Buying and wearing clothes is a way of expressing ourselves. For now, that means publicly displaying our clothed bodies in physical spaces. When someone buys designer clothes today, they don’t own the right to reproduce that garment, just the right to show that particular (expensive) instance of the garment and wear it. Until now, there was no easy way to buy a digital designer outfit the same way we would buy a physical designer outfit. NFTs are changing that and opening up a world of expression online, creating a system that protects creators by allowing consumers to distinguish between licensed and unlicensed copies of digital goods.

This kind of expression counts. In some of my research with Jonah Berger and Yogesh Joshi, we find that the brands we buy – in fact everything we buy – convey to the world something about who we are: our social status, our personality, our reliability. For example, psychological experiments find that people can form surprisingly accurate assessments of someone’s personality simply by observing the objects in their room.

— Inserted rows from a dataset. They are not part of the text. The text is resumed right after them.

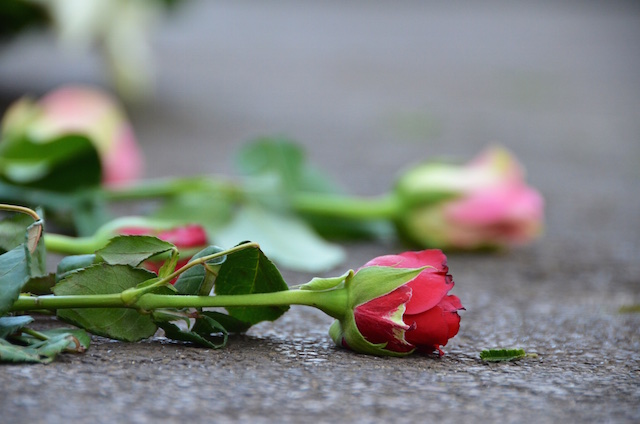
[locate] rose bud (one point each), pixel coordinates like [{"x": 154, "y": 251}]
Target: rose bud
[
  {"x": 86, "y": 111},
  {"x": 190, "y": 238},
  {"x": 398, "y": 304},
  {"x": 483, "y": 204}
]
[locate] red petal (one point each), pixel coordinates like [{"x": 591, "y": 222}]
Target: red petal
[
  {"x": 186, "y": 236},
  {"x": 432, "y": 257},
  {"x": 434, "y": 327},
  {"x": 428, "y": 289},
  {"x": 374, "y": 322}
]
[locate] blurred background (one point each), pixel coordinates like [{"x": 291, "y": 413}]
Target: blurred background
[{"x": 371, "y": 87}]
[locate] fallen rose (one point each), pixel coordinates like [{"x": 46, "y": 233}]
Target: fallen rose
[
  {"x": 87, "y": 111},
  {"x": 485, "y": 203},
  {"x": 399, "y": 304}
]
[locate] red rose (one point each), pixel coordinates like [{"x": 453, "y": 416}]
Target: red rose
[{"x": 417, "y": 315}]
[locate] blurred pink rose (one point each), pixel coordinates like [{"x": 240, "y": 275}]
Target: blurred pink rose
[
  {"x": 83, "y": 110},
  {"x": 485, "y": 203}
]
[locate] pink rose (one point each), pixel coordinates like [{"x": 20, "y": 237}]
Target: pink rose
[
  {"x": 485, "y": 203},
  {"x": 418, "y": 314},
  {"x": 87, "y": 111}
]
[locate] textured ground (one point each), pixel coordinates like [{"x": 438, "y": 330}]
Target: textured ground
[{"x": 369, "y": 88}]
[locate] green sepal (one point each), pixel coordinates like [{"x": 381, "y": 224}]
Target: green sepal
[
  {"x": 322, "y": 284},
  {"x": 374, "y": 281},
  {"x": 348, "y": 330}
]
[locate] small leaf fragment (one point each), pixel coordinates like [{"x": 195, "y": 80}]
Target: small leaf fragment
[{"x": 502, "y": 355}]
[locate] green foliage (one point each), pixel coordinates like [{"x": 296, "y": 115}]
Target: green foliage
[
  {"x": 284, "y": 159},
  {"x": 204, "y": 332},
  {"x": 62, "y": 174},
  {"x": 502, "y": 355},
  {"x": 132, "y": 250},
  {"x": 287, "y": 239},
  {"x": 39, "y": 347},
  {"x": 246, "y": 272},
  {"x": 14, "y": 273},
  {"x": 321, "y": 284},
  {"x": 73, "y": 263},
  {"x": 197, "y": 280},
  {"x": 64, "y": 164},
  {"x": 206, "y": 206},
  {"x": 116, "y": 323},
  {"x": 10, "y": 325}
]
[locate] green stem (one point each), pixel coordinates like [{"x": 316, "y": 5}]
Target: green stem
[
  {"x": 20, "y": 209},
  {"x": 167, "y": 187},
  {"x": 380, "y": 207},
  {"x": 72, "y": 245},
  {"x": 339, "y": 206},
  {"x": 130, "y": 296},
  {"x": 35, "y": 334},
  {"x": 332, "y": 302}
]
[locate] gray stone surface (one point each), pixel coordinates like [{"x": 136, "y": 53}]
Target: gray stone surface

Our fashion choices and other purchases, whether digital or not, reflect who we are. Throughout history, humans have (for better or worse) used shared identity – shared family, shared ethnicity, shared religion and shared language, but also shared taste for music, movies or sports teams – as a way to decide who to trust and therefore engage in business, romance, friendship, and more.

The new Twitter NFT feature is designed to allow Twitter users to further personalize their social media profiles in the same way our clothes are exposed to the world, but with added confirmation of its value. Some lament energy costs of NFTs and their contributions to climate change, but these costs are small compared to the emissions associated with other expressive goods like fast fashion.

Others lament the rise of NFTs as another overrated Silicon Valley tech trend, representing the excesses of late capitalism. I see it as something different – another way for humans to do what we’ve always done, to find new ways to express ourselves authentically, and to connect with the people we trust.